Eliminate Alternate Causes
Citing the off-used example, if you were to collect data on shoe size and intelligence, you would find a strong positive correlation. The reason is not because size matters (sorry, couldn’t resist), but because there is an un-modeled variable that accounts for this relationship—in this case, the age of the respondent. To establish a causal relationship, there must be no third (or more) factor that accounts for the relationship between X and Y. As I’ll talk about in a discussion of the limitations of control variables, including controls in a statistical model may account for those particular confounds on the X —> Y relationship, but controls will not deal with all possible confounds.
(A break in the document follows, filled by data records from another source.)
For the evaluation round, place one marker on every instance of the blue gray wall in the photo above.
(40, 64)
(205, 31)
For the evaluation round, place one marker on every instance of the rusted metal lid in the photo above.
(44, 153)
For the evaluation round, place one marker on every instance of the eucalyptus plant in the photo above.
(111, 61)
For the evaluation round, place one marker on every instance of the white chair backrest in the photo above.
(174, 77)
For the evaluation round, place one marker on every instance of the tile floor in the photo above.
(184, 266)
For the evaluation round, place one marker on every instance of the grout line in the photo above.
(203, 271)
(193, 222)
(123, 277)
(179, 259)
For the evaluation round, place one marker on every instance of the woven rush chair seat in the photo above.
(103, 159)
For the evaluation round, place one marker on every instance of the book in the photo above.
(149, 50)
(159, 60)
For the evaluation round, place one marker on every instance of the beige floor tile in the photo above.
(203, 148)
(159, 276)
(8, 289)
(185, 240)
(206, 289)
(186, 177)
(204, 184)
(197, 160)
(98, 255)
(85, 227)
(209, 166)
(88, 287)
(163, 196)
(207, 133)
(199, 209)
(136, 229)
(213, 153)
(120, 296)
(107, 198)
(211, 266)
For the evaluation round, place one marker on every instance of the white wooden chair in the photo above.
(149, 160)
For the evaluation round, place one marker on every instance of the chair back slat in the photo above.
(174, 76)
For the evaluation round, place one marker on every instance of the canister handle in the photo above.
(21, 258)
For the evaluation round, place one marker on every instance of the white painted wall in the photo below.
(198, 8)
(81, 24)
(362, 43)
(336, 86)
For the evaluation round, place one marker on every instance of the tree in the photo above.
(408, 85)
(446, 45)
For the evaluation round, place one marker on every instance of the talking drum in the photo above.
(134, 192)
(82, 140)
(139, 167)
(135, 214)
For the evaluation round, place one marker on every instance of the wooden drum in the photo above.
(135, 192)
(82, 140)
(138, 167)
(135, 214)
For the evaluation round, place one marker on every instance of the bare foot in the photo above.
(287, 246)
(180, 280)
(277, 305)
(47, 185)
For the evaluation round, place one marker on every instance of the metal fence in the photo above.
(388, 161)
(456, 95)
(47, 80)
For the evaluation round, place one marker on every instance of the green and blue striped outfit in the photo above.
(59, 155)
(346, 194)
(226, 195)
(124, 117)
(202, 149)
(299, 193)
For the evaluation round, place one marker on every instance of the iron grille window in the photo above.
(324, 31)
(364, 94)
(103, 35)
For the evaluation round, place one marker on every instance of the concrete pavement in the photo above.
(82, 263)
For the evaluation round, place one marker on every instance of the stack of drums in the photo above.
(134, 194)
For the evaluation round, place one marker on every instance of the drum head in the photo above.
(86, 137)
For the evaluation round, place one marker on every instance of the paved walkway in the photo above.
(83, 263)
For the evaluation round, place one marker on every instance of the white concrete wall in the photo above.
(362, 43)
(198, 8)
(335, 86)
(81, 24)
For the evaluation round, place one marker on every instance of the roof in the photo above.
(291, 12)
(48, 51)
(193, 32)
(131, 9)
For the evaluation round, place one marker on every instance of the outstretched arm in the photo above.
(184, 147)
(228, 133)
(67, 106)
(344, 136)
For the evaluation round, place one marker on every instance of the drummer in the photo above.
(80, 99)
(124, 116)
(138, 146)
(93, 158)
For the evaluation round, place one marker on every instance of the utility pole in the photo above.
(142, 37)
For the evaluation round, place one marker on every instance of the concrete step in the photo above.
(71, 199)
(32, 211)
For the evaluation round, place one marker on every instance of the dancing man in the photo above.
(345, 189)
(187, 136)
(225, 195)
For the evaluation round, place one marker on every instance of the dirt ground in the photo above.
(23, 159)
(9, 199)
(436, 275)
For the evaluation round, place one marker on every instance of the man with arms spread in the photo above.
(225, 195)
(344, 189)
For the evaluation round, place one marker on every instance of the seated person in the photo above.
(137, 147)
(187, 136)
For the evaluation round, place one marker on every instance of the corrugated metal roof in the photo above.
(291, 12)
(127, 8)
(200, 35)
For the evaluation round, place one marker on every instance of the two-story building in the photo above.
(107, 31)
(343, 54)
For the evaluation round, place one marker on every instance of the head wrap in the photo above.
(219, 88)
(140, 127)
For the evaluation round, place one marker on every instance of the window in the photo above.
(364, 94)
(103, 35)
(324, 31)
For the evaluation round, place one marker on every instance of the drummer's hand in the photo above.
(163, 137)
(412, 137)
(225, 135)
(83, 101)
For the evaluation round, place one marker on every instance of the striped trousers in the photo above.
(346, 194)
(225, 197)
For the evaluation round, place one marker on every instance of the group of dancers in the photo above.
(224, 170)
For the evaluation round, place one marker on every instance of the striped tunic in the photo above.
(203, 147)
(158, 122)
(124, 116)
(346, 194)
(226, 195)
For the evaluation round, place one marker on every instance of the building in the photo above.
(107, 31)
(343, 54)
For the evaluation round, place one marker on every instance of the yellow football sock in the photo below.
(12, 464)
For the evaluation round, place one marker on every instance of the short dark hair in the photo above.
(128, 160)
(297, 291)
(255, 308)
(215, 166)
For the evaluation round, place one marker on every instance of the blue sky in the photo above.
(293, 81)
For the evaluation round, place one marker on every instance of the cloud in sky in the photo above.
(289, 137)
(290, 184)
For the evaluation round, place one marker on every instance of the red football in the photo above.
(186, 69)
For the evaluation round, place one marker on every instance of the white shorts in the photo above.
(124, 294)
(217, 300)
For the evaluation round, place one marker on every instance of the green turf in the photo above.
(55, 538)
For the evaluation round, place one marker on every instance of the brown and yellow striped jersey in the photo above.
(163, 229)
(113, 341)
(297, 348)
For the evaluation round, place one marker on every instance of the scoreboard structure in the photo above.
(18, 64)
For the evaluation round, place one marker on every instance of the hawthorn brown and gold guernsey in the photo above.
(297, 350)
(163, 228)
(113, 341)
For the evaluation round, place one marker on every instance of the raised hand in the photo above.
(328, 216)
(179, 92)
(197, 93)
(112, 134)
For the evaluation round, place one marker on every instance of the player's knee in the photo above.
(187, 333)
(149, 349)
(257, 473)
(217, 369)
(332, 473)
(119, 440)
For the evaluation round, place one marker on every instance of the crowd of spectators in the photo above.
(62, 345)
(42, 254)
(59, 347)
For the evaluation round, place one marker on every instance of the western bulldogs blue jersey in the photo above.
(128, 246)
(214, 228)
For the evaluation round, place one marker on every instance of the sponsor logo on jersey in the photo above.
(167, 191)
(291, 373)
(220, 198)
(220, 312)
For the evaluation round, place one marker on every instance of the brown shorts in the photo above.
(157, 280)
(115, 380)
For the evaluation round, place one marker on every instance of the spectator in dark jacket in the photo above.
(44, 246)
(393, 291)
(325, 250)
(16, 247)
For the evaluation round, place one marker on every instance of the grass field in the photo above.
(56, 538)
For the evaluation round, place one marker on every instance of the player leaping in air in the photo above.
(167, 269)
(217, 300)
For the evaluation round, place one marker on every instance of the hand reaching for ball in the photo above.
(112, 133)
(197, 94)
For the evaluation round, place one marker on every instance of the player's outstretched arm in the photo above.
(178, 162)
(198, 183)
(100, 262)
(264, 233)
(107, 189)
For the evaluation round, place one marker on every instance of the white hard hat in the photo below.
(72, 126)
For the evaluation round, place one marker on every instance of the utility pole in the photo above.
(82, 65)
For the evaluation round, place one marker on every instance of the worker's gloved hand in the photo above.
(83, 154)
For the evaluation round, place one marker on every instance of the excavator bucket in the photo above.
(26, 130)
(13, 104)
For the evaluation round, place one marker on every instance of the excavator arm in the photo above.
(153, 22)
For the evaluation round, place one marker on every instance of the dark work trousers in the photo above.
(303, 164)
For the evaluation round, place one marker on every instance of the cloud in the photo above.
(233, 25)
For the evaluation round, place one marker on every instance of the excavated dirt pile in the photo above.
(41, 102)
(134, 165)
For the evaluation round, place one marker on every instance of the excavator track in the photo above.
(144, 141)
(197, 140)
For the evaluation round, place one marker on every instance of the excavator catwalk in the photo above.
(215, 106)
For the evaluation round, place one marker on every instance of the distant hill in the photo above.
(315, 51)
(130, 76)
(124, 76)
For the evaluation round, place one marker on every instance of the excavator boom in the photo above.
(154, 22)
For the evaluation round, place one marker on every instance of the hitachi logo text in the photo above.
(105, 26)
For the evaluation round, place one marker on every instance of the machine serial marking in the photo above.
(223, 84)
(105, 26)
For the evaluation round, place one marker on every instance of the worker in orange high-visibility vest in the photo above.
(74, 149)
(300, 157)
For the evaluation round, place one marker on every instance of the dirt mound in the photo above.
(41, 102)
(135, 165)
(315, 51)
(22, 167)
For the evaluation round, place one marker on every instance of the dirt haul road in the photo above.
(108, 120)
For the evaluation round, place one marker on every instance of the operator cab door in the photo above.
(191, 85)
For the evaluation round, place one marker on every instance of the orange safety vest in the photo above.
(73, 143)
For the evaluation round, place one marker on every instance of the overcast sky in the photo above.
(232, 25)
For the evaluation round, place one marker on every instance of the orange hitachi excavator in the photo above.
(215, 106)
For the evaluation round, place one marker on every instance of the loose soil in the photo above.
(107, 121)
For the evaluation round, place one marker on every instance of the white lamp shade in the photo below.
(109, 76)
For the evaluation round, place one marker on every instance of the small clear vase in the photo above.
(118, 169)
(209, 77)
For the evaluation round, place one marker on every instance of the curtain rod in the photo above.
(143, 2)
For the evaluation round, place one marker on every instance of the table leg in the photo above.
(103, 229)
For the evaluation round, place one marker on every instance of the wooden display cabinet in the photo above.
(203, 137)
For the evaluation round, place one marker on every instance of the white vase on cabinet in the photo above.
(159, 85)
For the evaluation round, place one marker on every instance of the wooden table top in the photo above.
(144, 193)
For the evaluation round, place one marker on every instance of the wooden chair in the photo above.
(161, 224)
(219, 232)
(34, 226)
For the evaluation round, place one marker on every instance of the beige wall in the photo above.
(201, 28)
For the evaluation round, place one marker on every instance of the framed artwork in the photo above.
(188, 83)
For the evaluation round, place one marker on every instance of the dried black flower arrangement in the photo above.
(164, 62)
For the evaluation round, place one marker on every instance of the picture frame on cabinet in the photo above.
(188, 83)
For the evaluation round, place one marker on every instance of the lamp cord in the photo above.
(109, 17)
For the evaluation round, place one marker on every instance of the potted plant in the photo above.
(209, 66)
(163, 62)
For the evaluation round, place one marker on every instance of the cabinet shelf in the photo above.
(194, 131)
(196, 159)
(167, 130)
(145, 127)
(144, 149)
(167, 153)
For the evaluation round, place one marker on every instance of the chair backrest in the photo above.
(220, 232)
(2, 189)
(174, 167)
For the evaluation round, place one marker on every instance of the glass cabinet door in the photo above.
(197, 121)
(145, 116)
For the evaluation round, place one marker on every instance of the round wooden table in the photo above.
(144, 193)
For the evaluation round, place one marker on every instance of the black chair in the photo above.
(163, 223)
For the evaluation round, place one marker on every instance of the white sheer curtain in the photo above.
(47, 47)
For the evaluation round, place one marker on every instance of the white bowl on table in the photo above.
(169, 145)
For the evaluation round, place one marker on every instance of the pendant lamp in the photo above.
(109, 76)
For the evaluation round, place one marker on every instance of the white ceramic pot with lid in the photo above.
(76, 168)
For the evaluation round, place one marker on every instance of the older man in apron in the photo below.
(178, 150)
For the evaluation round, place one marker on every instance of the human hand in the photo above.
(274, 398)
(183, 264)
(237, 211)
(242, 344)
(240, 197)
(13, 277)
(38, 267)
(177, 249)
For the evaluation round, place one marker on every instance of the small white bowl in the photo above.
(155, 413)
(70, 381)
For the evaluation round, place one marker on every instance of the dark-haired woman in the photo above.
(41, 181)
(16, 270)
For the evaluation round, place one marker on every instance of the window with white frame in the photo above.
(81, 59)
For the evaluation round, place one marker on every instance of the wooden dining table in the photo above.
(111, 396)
Fortunately, in a controlled experiment with perfect randomization, we can show that there are no un-modeled, or omitted, variables impacting our causal relationship. There are other ways to improve causal inference without using a randomized controlled experiment, but the material point and the one that is often overlooked is that absent an experiment with perfect randomization, there is no way to know for sure that there are no other factors we haven’t included that may account for the observed relationship.
To establish causality you need to show three things—that X came before Y, that the observed relationship between X and Y didn’t happen by chance alone, and that there is nothing else that accounts for the X —> Y relationship. Absent any one of those things, and at best you can demonstrate a correlational (covariance) relationship, hence the phrase, correlational does not imply causation.